Two months before the end-of-year celebrations, avian flu and the energy crisis will cause foie gras prices to rise. Breeders speak of a “catastrophic year“. With an epidemic of bird flu “who never stopped“, tells on franceinfo Saturday October 22 Sylvie Colas, poultry farmer in the Gers.
>> Avian flu: falling production and rising prices, foie gras producers are worried as the holidays approach
“The wave never stopped, probably due to a certain endemization of the virus“, notes the farmer in charge of the “avian flu” file at the Confédération paysanne. “Already because last year, especially in the Great West, in May, there were a lot of outbreaks, a lot of slaughter“, she specifies.
The very large concentration of animals has complicated the task of health authorities and breeders, according to Sylvie Colas: “From the moment there are a lot of animals, a lot of traffic, equipment, personnel, very large slaughterhouses, but also a lot of manure and slurry around these farms… All this probably caused a big viral load which also affected the local fauna.“
For the breeder, the virus has never been eradicated, since it has “always found something to eat.“Sylvie Colas is of the same opinion as certain agricultural specialists who consider this avian flu crisis to be the worst that France has known.

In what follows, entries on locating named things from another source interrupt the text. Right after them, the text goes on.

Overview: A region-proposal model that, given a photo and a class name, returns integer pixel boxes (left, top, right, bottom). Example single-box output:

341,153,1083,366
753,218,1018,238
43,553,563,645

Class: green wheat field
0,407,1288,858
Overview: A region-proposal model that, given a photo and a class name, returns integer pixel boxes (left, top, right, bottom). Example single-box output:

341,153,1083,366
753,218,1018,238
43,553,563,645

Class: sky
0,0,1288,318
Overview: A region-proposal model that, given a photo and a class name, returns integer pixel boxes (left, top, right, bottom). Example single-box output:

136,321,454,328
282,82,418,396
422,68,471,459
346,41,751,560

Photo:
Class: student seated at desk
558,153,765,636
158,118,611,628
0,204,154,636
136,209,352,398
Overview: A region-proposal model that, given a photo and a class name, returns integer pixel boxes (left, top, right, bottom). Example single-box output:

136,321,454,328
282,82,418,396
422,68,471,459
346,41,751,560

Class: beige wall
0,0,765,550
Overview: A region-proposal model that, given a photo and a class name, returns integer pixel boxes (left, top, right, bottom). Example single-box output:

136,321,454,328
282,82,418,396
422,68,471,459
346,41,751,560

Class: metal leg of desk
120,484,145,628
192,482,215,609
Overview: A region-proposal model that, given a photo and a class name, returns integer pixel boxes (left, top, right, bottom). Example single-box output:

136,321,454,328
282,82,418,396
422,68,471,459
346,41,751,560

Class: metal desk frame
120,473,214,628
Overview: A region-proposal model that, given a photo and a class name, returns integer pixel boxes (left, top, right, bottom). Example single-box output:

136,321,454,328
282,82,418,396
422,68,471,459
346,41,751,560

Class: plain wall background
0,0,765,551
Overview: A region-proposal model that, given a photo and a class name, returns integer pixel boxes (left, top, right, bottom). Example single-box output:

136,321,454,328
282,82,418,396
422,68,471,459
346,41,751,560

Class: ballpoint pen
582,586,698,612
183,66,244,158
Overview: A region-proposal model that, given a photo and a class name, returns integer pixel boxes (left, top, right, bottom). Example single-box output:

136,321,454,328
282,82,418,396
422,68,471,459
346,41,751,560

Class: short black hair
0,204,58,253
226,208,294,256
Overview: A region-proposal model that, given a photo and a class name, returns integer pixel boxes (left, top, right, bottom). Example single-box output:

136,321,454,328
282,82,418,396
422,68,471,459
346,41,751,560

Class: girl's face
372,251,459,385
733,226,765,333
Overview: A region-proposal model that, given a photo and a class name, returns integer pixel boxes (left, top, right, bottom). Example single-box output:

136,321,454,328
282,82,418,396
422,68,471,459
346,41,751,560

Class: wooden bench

“It’s one crisis too many. We think that between 20% and 30% of our producers, whether small, medium or large, will abandon the profession.”
Sylvie Colas, poultry farmeron franceinfo
“We feel that there is very little hope in this poultry sector“, she also adds. The spokesperson for the Confédération paysanne union presents a bitter observation since that “even with all the measures that had been taken, and in particular that of confinement that we had been told was the solution, it did not work“The Hungarian and Bulgarian competitors are also affected by the epizootic.